Deer! Yesterday afternoon me and Bort followed some sounds which I thought had been ducks by the pond. We both slowly, quietly step by step made our way towards the pond in hopes to see some wild ducks, but when we got there we saw nothing at all but water. We decided to keep going up through the orchard into the woods to see if it had been wild turkeys instead...
when we got to the edge of a stream and looked up there were three beautiful deer grazing on the mountain WITH a group of about 5 wild turkeys! All together.

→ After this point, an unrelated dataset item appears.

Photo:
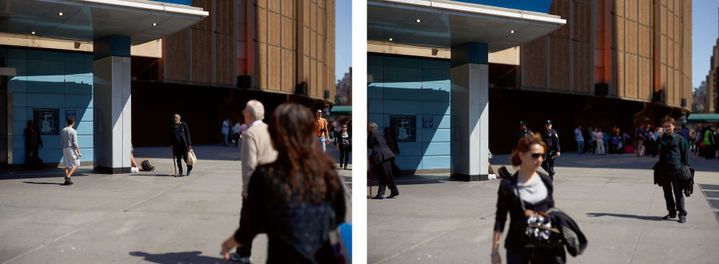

Which as I took pictures and moved in closer, it dawned on me that we were also now a part of this moment where deer, turkeys and humans were sharing the same space in nature - where nothing much was going to take place that was dangerous to any of us. My mind stood still and raced back in time to wonder if mankind and deer ever used to sit in the same forest casually, before things were hunted to near extinction for sport... before the animals became utterly terrified that all we ever would do were bad things to them. I imagined there was a time when we humans were more likely not to kill them, and they were more likely to trust in that. When the scales tipped, evolution taught them to run from us. Certainly the deer were not running from the turkey. ;)
In these pictures with the pink stars, I have put the pink star mark above each deer standing in the woods frozen... they are extremely difficult to spot unless they are moving and flip up their tail to show the white in warning to other deer nearby that there is serious danger.
You can't see the turkeys in the pictures, but what was really awesome was the turkeys were taking cues from the deer about safety - walking when they walked, relaxing when they relaxed and freezing when a deer walked then suddenly froze to check out the humans.
After what seemed like 10 minutes or more, the deer began moving along the trail together - but not usually walking at the same time. One would go...pause...another would go...pause... and so on, till they were out of sight. When I heard some yipping and howling right then, I though "oh shit, now the coyotes are coming for the turkeys!" and began moving swiftly away. It turned out to just be a neighbor's dog though howling alone at his house. :)
XoXo

Sunday, January 24, 2010

Animal Tracking: Can You Guess Who Done It?

A specific creature has created the holes you see in the tree trunk above. See all the shavings on the ground underneath it?
Can you guess which species it is that does this !?!

Here's some hints:
  • It's rarely seen
  • It's bigger than your head
  • It's not a unicorn sharpening it's horn
Ya'll try to guess what it is, and I will tell you the answer in a few days!!!